De acordo com a publicação, o SINAPI cobre somente custos diretos do canteiro de obras, como materiais e mão de obra. Ficam de fora despesas ligadas à legalização, aos projetos e à gestão da construção, que podem acrescentar entre 20% e 35% ao valor-base.
Entre os gastos adicionais citados estão projeto arquitetônico e estrutural, com faixa entre R$ 8.000 e R$ 18.000 para uma residência simples; alvará de construção, com média de R$ 300, variando conforme o município; ART ou RRT, obrigatórias para engenheiro ou arquiteto; além das ligações de água, esgoto e energia cobradas pelas concessionárias. O texto também destaca a recomendação de manter uma reserva de contingência de ao menos 20% do orçamento total.

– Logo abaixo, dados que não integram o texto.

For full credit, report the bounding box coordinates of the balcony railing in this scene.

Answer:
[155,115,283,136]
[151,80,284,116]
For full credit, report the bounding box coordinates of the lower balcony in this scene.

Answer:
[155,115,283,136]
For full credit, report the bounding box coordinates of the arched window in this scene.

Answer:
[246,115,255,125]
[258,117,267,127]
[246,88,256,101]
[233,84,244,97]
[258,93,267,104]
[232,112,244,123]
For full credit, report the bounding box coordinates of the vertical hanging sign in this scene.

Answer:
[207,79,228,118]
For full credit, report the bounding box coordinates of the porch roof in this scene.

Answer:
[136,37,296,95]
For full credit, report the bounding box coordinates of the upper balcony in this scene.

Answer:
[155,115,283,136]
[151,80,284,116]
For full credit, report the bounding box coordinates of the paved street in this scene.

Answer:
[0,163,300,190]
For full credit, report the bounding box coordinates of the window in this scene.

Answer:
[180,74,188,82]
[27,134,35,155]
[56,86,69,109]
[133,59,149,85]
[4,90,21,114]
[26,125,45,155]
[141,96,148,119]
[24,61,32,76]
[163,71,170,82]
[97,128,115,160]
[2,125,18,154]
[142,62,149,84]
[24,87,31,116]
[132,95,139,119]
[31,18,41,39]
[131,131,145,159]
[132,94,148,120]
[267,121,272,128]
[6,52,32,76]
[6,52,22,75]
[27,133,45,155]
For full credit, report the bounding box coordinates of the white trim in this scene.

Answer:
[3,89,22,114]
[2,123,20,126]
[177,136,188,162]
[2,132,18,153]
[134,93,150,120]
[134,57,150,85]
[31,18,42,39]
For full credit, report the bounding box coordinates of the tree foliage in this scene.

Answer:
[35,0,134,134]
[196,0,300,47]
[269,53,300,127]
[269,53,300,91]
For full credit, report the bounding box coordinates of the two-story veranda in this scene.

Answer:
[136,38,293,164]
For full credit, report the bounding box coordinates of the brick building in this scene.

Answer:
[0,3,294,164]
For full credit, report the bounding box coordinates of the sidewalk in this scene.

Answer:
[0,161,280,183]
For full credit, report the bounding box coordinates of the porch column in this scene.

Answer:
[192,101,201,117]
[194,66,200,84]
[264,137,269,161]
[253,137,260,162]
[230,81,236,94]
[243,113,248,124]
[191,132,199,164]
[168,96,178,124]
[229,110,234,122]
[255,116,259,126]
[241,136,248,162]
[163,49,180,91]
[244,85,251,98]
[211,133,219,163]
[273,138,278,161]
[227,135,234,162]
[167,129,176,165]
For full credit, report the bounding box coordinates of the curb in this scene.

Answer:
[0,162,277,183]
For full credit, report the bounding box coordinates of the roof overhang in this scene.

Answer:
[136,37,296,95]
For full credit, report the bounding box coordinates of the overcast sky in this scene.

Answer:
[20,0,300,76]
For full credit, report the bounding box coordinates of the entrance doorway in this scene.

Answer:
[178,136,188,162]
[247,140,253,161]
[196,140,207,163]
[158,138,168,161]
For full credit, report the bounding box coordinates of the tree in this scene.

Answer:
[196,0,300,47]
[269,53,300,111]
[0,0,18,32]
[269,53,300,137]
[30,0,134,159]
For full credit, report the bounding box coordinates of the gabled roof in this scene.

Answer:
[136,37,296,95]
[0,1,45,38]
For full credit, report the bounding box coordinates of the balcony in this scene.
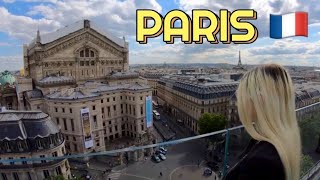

Vale mais contratar empreiteira ou pedreiro autônomo?
Segundo o conteúdo original, administrar a obra com profissionais autônomos pode reduzir o custo entre 20% e 30% em comparação com a contratação de uma empreiteira. Em contrapartida, esse formato exige mais acompanhamento, organização e conhecimento básico de obra por parte do proprietário.
A empreiteira, por sua vez, oferece gestão integrada e maior segurança jurídica, mas incorpora esse serviço ao preço. Para obras acima de R$ 200 mil, a reportagem informa que a presença de um engenheiro civil ou arquiteto desde o início pode evitar retrabalho, desperdício de material e penalidades por irregularidades. O texto lembra ainda que construções que alteram estrutura ou ampliam área construída exigem assinatura de profissional habilitado no CREA ou no CAU.
Na prática, a principal conclusão do artigo é que o orçamento de uma casa simples de três quartos em 2026 não depende apenas do valor cobrado pelo pedreiro. O custo final varia conforme região, padrão de acabamento, modelo de contratação e despesas técnicas e legais que não aparecem no cálculo mais imediato. Por isso, a orientação destacada na publicação é simular os gastos com base em índices oficiais e consultar profissionais habilitados antes de iniciar a obra.